Texas Attorney General Ken Paxton is suing the Biden-Harris administration for not providing information that the Republican says he needs to verify the citizenship of 450,000 “potentially ineligible voters.”
DHS says states wishing to verify citizenship can use the USCIS SAVE program and that it will not provide an “alternative process to any state.”
The Department of Homeland Security (DHS), its secretary, Alejandro Mayorkas, as well as the United States Citizenship and Immigration Services (USCIS) and its director, Ur Jaddou, are named as defendants.
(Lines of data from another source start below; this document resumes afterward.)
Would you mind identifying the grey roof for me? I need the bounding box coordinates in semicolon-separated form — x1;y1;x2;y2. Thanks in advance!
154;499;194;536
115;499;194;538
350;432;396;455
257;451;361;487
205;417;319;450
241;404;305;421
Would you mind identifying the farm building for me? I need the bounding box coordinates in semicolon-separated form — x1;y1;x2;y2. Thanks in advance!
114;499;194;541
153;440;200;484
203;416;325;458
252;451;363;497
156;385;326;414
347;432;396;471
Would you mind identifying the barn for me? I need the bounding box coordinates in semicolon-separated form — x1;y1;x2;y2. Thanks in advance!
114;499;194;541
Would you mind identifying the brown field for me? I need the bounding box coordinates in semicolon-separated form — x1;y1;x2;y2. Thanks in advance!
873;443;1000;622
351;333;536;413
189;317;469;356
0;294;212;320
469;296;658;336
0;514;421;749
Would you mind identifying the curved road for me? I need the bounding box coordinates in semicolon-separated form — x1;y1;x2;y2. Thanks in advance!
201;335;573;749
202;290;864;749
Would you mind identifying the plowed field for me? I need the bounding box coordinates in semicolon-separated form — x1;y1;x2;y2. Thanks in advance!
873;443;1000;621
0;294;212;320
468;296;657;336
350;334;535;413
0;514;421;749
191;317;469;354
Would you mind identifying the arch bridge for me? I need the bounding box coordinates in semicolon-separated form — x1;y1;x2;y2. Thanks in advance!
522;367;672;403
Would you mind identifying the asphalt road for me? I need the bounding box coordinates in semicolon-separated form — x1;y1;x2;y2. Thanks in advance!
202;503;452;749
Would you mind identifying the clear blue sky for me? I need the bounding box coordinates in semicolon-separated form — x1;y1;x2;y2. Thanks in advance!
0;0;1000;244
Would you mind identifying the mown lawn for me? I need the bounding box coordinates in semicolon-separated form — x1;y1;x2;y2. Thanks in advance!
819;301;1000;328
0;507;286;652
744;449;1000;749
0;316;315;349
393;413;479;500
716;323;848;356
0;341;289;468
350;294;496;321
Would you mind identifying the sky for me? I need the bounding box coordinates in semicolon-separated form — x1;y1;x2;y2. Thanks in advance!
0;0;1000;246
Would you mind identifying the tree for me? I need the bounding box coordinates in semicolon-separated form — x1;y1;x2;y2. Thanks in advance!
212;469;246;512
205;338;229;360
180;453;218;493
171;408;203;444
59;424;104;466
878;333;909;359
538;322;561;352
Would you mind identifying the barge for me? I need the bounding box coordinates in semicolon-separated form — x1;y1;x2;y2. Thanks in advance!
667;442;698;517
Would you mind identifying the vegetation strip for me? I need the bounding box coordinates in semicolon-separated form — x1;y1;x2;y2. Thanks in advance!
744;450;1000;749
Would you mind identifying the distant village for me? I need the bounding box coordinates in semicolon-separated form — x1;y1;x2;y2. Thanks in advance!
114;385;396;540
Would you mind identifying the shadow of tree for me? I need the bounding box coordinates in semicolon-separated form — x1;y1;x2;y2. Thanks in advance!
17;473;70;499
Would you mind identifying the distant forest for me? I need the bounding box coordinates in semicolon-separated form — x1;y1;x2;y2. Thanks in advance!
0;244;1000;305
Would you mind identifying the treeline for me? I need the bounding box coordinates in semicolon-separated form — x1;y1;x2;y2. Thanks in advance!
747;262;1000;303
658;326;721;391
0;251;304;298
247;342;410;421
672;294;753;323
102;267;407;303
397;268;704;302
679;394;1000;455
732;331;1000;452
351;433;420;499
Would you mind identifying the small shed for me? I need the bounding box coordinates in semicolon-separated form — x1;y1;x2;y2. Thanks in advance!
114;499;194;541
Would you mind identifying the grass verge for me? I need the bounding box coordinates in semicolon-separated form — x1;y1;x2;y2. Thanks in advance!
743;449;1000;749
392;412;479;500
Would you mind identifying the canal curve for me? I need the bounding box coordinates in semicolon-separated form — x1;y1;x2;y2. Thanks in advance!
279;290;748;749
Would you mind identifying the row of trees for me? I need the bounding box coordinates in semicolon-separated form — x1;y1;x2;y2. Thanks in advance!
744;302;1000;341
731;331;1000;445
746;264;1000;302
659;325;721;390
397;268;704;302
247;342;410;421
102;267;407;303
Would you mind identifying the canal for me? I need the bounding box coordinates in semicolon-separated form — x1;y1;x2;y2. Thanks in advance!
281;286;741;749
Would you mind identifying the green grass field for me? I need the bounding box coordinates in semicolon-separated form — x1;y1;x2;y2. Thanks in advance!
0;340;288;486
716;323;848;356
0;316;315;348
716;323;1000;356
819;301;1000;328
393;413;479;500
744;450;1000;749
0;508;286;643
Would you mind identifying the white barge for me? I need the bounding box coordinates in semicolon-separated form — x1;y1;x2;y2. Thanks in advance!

The federal lawsuit, filed in the Western District of Texas, claims that the Biden-Harris administration has refused to comply with federal law and answer “valid requests” for information from Paxton and Texas Secretary of State Jane Nelson “for the citizenship status of the over 450,000 people on Texas’s voter rolls for whom the State cannot verify their citizenship status using existing sources.”
Paxton says those over 450,000 people did not use a Texas-issued driver’s license or ID card to register to vote in the state, so “those voters never had their citizenship verified.”
Nelson wrote to Jaddou on Sept. 18 saying the Texas Secretary of State’s office compiled a list of individuals on Texas’ voter rolls whose citizenship could not be verified and asked for assistance in doing so.